投票

10月31日は仕事なので、本当は投票日当日に投票したかったが、今日、期日前投票に行ってきた。昨晩、どの候補者と政党に入れようか考えていたものの、今朝起きてから、姪の七五三の晴れ姿や、痛めていた腰を休めに温泉に浸かったりとかしているうちに、なんだか昨晩の考えも途中でどこかへ放り投げたようになってしまい、昼寝の後で自動車を運転し投票所にたどり着いて、記載台でいざ投票用紙に向かった際に、意外なくらい、あれっと、立ち止まってしまった。
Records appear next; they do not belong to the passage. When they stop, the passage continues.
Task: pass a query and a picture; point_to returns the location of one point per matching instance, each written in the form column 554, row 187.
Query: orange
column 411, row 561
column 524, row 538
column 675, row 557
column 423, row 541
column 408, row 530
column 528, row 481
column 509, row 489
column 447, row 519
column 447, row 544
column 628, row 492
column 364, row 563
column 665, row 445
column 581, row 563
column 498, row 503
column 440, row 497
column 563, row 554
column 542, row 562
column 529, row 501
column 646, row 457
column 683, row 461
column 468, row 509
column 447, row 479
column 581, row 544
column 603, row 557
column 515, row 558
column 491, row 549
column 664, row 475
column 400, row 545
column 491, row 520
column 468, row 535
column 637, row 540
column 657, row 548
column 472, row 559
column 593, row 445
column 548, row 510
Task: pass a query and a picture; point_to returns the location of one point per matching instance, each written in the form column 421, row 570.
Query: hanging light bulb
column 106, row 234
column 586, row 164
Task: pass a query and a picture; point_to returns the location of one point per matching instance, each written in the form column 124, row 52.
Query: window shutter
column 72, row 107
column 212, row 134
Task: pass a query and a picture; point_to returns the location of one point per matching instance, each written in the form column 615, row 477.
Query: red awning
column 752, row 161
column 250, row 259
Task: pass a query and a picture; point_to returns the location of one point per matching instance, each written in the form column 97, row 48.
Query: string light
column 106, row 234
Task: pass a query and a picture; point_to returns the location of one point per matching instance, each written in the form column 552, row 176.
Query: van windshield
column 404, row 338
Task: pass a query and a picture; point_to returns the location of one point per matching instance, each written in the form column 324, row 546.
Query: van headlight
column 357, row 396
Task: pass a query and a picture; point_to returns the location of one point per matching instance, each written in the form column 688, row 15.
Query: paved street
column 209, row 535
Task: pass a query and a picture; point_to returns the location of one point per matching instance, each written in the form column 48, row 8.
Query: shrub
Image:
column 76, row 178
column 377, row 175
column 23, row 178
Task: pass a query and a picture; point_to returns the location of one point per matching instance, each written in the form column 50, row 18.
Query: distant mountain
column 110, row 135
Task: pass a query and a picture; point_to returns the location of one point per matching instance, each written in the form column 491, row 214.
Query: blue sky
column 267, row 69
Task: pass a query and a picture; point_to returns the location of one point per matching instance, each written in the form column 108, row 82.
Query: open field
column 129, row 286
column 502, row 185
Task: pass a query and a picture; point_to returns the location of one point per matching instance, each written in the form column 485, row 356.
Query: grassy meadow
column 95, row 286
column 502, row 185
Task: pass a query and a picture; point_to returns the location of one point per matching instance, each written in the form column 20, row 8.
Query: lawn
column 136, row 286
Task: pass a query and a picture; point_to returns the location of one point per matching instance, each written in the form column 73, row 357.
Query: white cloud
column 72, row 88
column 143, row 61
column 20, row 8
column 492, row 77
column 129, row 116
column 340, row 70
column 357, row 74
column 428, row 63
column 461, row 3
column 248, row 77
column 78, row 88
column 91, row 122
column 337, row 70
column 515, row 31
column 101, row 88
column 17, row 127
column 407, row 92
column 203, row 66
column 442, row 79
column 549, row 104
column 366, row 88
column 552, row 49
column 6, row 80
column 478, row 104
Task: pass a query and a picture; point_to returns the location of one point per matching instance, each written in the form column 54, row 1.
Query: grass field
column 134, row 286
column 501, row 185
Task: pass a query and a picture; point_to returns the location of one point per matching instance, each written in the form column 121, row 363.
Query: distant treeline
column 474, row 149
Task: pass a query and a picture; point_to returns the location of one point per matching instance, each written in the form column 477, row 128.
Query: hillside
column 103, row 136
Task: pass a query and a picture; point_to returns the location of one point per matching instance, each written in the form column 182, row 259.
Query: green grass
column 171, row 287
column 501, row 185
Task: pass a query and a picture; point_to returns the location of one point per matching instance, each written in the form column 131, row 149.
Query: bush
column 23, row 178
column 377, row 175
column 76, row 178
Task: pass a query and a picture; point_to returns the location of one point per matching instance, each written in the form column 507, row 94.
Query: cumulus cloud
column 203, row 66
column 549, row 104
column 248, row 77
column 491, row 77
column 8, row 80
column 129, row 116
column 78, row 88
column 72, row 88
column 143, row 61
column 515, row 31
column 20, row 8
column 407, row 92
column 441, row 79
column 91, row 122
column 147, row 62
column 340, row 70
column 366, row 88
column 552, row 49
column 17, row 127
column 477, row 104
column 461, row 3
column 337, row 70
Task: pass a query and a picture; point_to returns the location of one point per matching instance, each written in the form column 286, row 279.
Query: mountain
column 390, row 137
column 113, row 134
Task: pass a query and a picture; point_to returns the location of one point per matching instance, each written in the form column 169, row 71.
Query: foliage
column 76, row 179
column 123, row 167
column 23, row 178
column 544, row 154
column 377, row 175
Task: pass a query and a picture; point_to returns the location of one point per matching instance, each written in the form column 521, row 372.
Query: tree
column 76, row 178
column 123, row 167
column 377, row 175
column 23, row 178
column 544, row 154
結局、昨晩まで考えていたのとは異なる投票内容になった。

私は、自分の投票行動が、投票した候補者の当選という結果が伴わなくとも、良いと思っている。私の住む選挙区では、与党候補と野党候補の一騎打ちになったが、どちらの候補者も、過去の政治家としての仕事は信頼して良いと思う。今回当選する候補者によって、もしも自分の考えと異なる政策が選択されたとしても、その社会の中で一人の市民として働き、生きていくことの覚悟はある。だから、昨晩考えていた候補者とは異なる候補者に投票することになったが、それでも良かったと思っている。

ただ、自分の投票行動は、自分がそこに含まれている社会というか、世間というか、とにかく市民が集まった集団の姿そのものに、直接つながる。そこで私が投票することが、私がそこに含まれている集まりが結果とる投票数というものに対して、明確に一人分の上乗せになることには、市民としての私にとりとても大切な意味があると思う。

国民審査も、国民審査公報を読んでから臨んだ。

私は法について専門ではないから、私の感覚が正しいのかはわからないが、もし私が裁かれる場に立った時に、私が向き合う裁判官は、人として信頼できる人間であって欲しい。裁判官が持つ「正しさ」が、必ずしも私が持つのと同じ「正しさ」でなくても良い。ただ、もしも、世俗社会における「正しさ」と私の「正しさ」にズレが生じてしまい、そのことから私が裁かれる立場に立った時が来たとして、その時に、私は私が信頼できる人から、裁きの言葉を伝えられたい。

公報に記載された情報は、それはおそらく共通したテーマについてそれぞれの裁判官が所見を記載したものだろうが、とても短い。それでも、私はそのあたりのことを自分なりに考えながら、公報をきちんと読んだ上で、国民審査に臨んだ。

今これを書いているこの時間にはもうほとんど消えてしまったが、投票所から帰りの自動車を運転しながら、今日の投票内容は「正しかった」のかなと、にぶい痛みみたいなものが、正直、残った。でもこの痛みみたいなものを抱いた今日の私の感覚を、私は、これからも選挙のたびに、投票後に抱けるようでありたいと思った。

単純な投票行動だったが、それは私の、世界や社会に対する一人の市民としての痛みの感覚を込めた行動だったと、思える。